Michel Sapin, ministre du Travail, invité de BFMTV et RMC ce 27 mars

Michel Sapin, ministre du Travail, invité de BFMTV et RMC ce 27 mars - Crédits photo : nom de l'auteur / SOURCE

Au lendemain de la publication de mauvais chiffres du chômage et à l'approche du second tour des Municipales et d'un remaniement, le ministre du Travail et proche de François Hollande était l'invité de BFMTV et RMC ce 27 mars.

Mauvais chiffres du chômage pour février, remaniement annoncé au lendemain du second tour des Municipales de dimanche, possible inflexion de la politique économique pour satisfaire "le peuple de gauche": Michel Sapin, le ministre du Travail et très proche de François Hollande, est à coup sûr l'un des hommes que l'on veut entendre en ce moment.

Invité de BFMTV et RMC ce 27 mars, il a concédé : " si vous voulez que je dise que les chiffres du chômage (de février) sont mauvais, alors je dis, oui ils sont mauvais, et j'en prends ma part de responsabilité". Ces chiffres vont "dans la mauvaise direction".

"Tout le problème est donc de savoir quels sont les éléments de cette mauvaise direction sur lesquels on peut agir", a-t-il ajouté. C'est la raison pour laquelle il faut mettre en oeuvre le pacte de responsabilité, a insisté Michel Sapin.

Pacte millimétré

Ce pacte "doit être millimétré" dans ses détails, a renchéri le ministre du Travail. Ce qui explique la durée de sa mise en oeuvre. D'autant que les "organisations patronales ne sont pas toutes sur la même longueur d'onde", a pointé Michel Sapin.

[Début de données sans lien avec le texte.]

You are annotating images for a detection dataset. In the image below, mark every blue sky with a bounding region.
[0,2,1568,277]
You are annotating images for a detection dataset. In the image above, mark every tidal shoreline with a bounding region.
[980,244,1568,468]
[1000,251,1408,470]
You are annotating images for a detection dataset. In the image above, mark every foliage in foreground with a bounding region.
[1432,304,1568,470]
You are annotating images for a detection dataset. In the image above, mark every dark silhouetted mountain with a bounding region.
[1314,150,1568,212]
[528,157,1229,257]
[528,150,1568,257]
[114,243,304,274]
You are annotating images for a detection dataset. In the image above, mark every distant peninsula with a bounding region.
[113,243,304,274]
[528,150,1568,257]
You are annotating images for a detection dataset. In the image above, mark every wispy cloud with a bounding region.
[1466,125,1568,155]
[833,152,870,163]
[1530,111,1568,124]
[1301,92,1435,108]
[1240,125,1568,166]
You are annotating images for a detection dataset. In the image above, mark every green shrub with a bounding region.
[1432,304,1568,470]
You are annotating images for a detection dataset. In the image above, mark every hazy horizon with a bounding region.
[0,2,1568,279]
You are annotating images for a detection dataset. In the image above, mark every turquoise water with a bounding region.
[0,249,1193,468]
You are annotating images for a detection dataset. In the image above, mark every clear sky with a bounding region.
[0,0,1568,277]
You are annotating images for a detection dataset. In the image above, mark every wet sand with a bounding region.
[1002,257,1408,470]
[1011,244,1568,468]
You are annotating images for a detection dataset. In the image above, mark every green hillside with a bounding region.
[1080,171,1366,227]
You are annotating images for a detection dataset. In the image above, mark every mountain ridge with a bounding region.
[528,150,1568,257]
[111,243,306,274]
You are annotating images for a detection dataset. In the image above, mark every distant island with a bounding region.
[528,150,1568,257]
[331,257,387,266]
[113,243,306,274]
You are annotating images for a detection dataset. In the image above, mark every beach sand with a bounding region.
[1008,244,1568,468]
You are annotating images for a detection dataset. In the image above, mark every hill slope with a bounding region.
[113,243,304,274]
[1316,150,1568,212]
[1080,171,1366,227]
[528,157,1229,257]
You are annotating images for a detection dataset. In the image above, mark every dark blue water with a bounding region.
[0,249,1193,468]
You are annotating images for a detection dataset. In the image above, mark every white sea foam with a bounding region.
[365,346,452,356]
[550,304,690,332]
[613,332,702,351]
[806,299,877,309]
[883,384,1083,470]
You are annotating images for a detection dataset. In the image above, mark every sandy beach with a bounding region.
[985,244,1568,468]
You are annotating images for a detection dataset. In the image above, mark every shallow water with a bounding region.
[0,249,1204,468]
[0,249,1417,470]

Il n'a donc rien voulu dire de précis sur le fond, mais en insistant sur le fait que les économies qui financeront le pacte ne devront pas "être défavorables ni à l'économie ni aux plus malheureux" des Français. Ce plan d'économie sera présenté "au cours du mois d'avril", a-t-il dit sans plus de précision.

"Infléchir, est-ce changer de cap ?"

Les mauvais résultats des Municipales ainsi que les chiffres du chômage vont-ils entraîner un changement de politique économique ? "Nous gardons le cap. Le cap, c'est redonner de la compétitivité", a lancé Michel Sapin.

Mais il a cependant affirmé: " infléchir, c'est changer de cap ? ". Une façon de reconnaître qu'il y aura bien des changements au moins de méthode de gouvernement. "Il faut aller plus rapidement comme l'a demandé le président de la République", a-t-il conclu.